Sep 28, 2018, 10:10 AM EDT
This feature appears in the Notre Dame-Stanford Game Day Magazine.
A number of Notre Dame teams are celebrating milestone anniversaries this year and the Monogram Club is catching up with Monogram winners from each of those sports to get their reflections from their time as a student-athlete and how that impacted their lives.
Kate (Sobrero) Markgraf (’98, soccer) had a stellar career with the Notre Dame women’s soccer team, which is celebrating its 30th anniversary as a varsity program. Markgraf helped the Fighting Irish to the 1995 national championship and went on to win a World Cup title (1999) and two Olympic gold medals (2004, 2008) with Team USA. She now enjoys a successful broadcasting career and serves as the second vice president of the Monogram Club. Markgraf is a member of the Michigan Sports Hall of Fame class of 2018.
How did being a Notre Dame student-athlete impact your life the most?
“It refined my ability to multitask and develop broad-based skillsets. I was exposed to a bunch of incredible people and built a network that I’ll have for life.

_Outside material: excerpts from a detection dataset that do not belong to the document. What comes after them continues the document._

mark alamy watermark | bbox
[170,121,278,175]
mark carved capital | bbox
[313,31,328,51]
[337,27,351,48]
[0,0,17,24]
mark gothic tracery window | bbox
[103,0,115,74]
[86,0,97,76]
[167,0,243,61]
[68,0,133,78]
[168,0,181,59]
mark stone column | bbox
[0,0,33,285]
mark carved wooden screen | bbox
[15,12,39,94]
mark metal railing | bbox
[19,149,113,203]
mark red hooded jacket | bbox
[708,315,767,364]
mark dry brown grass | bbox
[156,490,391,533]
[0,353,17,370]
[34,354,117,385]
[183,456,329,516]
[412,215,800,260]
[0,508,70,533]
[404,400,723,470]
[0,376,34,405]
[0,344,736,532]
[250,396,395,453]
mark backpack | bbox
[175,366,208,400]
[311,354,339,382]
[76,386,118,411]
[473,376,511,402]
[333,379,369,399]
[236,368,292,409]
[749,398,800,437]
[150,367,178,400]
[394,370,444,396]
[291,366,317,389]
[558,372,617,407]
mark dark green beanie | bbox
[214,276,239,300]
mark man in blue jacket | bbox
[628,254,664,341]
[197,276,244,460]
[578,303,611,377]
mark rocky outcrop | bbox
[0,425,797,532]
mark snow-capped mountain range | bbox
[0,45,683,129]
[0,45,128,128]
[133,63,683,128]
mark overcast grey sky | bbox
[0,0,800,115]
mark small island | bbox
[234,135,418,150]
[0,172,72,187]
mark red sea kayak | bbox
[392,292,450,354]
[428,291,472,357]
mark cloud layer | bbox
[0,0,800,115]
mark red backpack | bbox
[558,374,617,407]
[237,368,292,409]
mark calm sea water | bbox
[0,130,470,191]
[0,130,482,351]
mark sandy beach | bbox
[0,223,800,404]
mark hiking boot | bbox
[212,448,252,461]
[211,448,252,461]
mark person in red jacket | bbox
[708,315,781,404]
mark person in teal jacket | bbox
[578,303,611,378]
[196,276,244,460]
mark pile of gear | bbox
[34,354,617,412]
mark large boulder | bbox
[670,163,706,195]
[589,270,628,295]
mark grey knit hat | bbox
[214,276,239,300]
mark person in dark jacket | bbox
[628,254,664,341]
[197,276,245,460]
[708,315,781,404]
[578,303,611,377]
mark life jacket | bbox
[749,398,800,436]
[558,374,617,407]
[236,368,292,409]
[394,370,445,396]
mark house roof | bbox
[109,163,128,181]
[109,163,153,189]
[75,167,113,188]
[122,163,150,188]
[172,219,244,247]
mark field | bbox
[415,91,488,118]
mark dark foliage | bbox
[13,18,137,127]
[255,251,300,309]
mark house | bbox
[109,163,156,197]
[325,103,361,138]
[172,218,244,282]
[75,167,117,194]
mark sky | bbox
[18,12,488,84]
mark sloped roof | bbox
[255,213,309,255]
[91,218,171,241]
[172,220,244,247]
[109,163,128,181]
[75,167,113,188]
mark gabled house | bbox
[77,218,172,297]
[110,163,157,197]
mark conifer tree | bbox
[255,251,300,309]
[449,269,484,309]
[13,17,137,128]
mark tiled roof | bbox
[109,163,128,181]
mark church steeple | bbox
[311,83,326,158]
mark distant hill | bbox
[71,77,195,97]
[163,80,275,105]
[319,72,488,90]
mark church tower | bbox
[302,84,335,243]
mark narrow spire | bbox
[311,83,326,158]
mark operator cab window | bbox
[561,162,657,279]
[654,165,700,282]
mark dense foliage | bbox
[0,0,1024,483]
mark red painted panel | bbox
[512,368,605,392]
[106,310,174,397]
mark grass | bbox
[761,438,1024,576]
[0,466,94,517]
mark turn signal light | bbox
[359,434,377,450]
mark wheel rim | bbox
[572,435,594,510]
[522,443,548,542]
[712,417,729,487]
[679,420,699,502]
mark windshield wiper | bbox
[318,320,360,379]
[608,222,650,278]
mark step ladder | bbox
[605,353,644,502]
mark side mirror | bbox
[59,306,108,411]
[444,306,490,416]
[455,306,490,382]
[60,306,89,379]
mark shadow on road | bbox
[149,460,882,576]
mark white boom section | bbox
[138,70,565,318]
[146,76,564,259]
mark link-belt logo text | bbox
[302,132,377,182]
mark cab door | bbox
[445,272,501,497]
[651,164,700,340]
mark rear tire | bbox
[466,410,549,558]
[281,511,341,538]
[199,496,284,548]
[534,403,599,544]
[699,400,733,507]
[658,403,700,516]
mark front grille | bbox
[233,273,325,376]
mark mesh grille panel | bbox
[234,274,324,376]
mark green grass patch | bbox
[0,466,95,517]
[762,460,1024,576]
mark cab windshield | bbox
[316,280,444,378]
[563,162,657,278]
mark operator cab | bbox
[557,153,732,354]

Those people pushed themselves so hard in the classroom. I also was around incredible athletes who did the same thing. Their work ethic deepened my work ethic, so it was a relentless pursuit of being my best. That is the biggest gift of being a Notre Dame student-athlete because the standard is so high.”
When you came to Notre Dame, the program was only in its seventh season. During your time, you went to four College Cups and won the 1995 national championship. How did it feel to leave such a mark on the program?
“You don’t know you’re doing that when you’re in it. There were people who took bigger chances to come to Notre Dame and an unknown program before I did. They were about two or three classes before me; they took huge risks to come to Notre Dame. That slowly started the domino effect where higher-caliber players were taking a chance on an unproven program. When I got here, we were collectively seeing how far we could actually get, not knowing if we could ever get there. We were good players, but I don’t think any of us were identified as the best. We weren’t recruited by the top schools, so we also had a chip on our shoulder. When you’re building something, you’re not thinking about the impact you’re having, you’re just trying to keep your head down and focus on building it to the best of its ability. In hindsight, I’m happy to have helped increase the notoriety of the program, but really the credit needs to go to the players that came before me. They took that risk to come to Notre Dame in the first place.”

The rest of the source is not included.